Les séances de travail avaient progressivement et subrepticement modifié notre relation et le professionnalisme de Dora me relégait au rang d’accompagnateur attentif à ses directives ; j’avais depuis longtemps cessé de jouer avec une régularité suffisante pour pouvoir porter une même attention à la partition, au doigté et au jeu de ma partenaire que je tâchais de mémoriser en la laissant tenir seule sa partie pendant que je regardais ses doigts courir sur la flute et ses lèvres caresser le bec. Dora, les cheveux tirés noués dans le cou autour d’un chouchou vert fluo avait décidément largement largué les amarres de l’adolescence et j’avais beaucoup de difficulté à m’accoutumer à la dissolution de l’enfant qui jouait naguère sur le sable au pied de la terrasse dans ce corps de jeune femme.

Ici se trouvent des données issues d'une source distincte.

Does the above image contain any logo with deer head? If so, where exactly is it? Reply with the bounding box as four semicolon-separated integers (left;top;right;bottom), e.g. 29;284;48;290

Le concert se déroula dans cette quiétude un peu moite des fins d’après midi de septembre quand l’été s’attarde au-delà de l’extinction du crissement des élytres des cigales ; un piano droit, à peine mieux accordé que celui des Genêts avait été placé dans le chœur et je jouais, dos au public dans la seule contemplation d’une Dora corsetée de moire vert dorée. Schubert se tira assez bien de l’affaire mais Saint-Saëns laissa quelques croches dans l’aventure et le public réduit à une trentaine de porteurs d’oreilles complaisantes applaudit avec ardeur la jeune flutiste et son accompagnateur, en évitant de susciter un bis qui eût embarrassé les uns et retardé les autres, pressés de se retrouver autour du dernier « pot » de la saison. R.B avait, comme à son habitude soigné ses amis : le buffet, d’une simplicité digne des 44 hectares n’était là que pour valoriser les huitres et faciliter la dégustation des graves rouges et blancs qui déliait les langues et réchauffait les cœurs. Dora, assiégée de compliments de vieilles dames mélomanes, de petites filles désireuses de troquer le piano pour la flûte à bec et de jeunes gens curieux de connaître son emploi du temps de la rentrée, effleura de ses lèvres une coupe de Coca et afficha un souverain mépris pour les nourritures terrestres. Je gobais goulûment quelques huîtres et me laissai convaincre par la fraîcheur et la nervosité, bienvenue en cette soirée étouffante, du « Ferran 2002 ». Vers vingt heures l’orage éclata, dispersant l’assemblée après des adieux hâtifs dans la véranda où l’on s’était replié à la hâte.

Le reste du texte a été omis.